6.5 MİLYAR DOLARLIK İTHALAT
İran’ın tekstil sektöründe en etkin sivil toplum kuruluşlarından biri olan İran Tekstil ve Hammaddeler Birliği’nin Başkanı Mehdi Yekta, ülkenin 6.5 milyar dolarlık tekstil ithalatı yaptığını açıkladı. Bu ithalatın yüzde 25’inin Türkiye’den gerçekleştirildiğini belirten Yekta, Türk firmalarıyla işbirliği yapmak istediklerini söyledi. Türkler açısından İran’da finansal yatırımın şart olmadığının altını çizen Yekta, Türk tekstilcilere, “Yatırım bizden teknoloji sizden” dedi. Yekta, “Burada Çin malları tercih edilmiyor. Yüksek kaliteli Türk ürünlerinin pazardaki şansı büyük” diye konuştu.
İHRACAT 2’YE KATLANACAK
İTHİB Başkanı İsmail Gülle de, İran’ın 6.5 milyar dolarlık tekstil ithalatının önemli bir bölümüne talip olduklarını söyledi. Türkiye’nin İran’a gerçekleştirdiği 600 milyon dolarlık tekstil ihracatının bir yıl içinde ikiye katlanmasını beklediklerini açıklayan Gülle, “İran 5’inci büyük pazarımız ve ticaretimizin artı verdiği ülkelerden biri. Ambargonun kalkmasından sonra ortaya çıkacak avantajlarla birlikte pazarda yerimizi almak istiyoruz. İran’da en büyük sorun bankacılık sistemi. Bunun da düzene girmesinden sonra ihracatımız katlanır” diye konuştu.
“MADE İN TURKEY” İLE LÜKS VURGUSU
İran kapalı ekonomisi nedeniyle yabancı markalara olan ilgisi çok yüksek bir ülke. Pazarda yabancı markaların hemen hepsinin sahte mağaza ve mallarını bulmak mümkün. İran’da Türk malı ise lüks anlamına geliyor. Mağaza tabelalarında Türkiye’den getirilen ürünler lüks yazısıyla gösteriliyor. Ülkenin giyim üretiminde çoğunlukla Türk kumaşları kullanılıyor. İranlı tüketicinin yoğun ilgisini çeken Türk malı ürünler, Çin mallarına da meydan okuyor. İranlı işadamları, “Ülkemizde lükse ilgi büyük” diyor.

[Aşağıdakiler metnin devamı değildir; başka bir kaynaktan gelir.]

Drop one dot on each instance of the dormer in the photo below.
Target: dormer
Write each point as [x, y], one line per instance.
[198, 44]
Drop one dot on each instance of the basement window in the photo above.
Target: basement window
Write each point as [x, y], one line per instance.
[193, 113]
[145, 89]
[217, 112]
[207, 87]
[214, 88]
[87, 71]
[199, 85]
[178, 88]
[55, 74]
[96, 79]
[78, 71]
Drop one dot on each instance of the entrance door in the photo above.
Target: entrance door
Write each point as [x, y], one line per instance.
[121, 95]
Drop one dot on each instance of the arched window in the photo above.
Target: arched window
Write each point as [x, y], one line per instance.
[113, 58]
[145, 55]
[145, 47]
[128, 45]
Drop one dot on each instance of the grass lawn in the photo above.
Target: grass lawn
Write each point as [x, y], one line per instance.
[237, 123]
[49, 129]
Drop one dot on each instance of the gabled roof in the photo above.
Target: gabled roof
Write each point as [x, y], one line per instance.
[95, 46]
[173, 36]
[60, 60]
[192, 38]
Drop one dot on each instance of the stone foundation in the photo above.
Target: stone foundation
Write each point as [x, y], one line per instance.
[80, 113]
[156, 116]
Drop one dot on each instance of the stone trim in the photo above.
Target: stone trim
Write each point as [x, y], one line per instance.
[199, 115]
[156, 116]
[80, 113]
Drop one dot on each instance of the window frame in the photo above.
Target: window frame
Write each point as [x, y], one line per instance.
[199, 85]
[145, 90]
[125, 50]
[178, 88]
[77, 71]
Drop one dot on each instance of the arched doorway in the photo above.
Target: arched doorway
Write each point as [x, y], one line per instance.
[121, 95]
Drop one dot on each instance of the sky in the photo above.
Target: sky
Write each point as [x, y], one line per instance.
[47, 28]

‘TEMASLAR DAHA ETKİLİ YAPILMALI’
Tahran’da iki gün süren ikili iş görüşmelerinde İranlılar Türk firmalarına yoğun ilgi gösterdi. İTHİB Başkanı İsmail Gülle, İran’a birçok yabancı ülkenin üst düzey ziyaretlerde bulunduğunu söyledi. Pazardaki etkinliğin artırılması için Türkiye’nin de dernekler bazında değil, bakanlık kapsamındaki daha etkin bir heyetle İran’a gelmesi gerektiğinin altını çizen Gülle, “İran Türkiye için çok büyük bir potansiyel taşıyor” diye konuştu.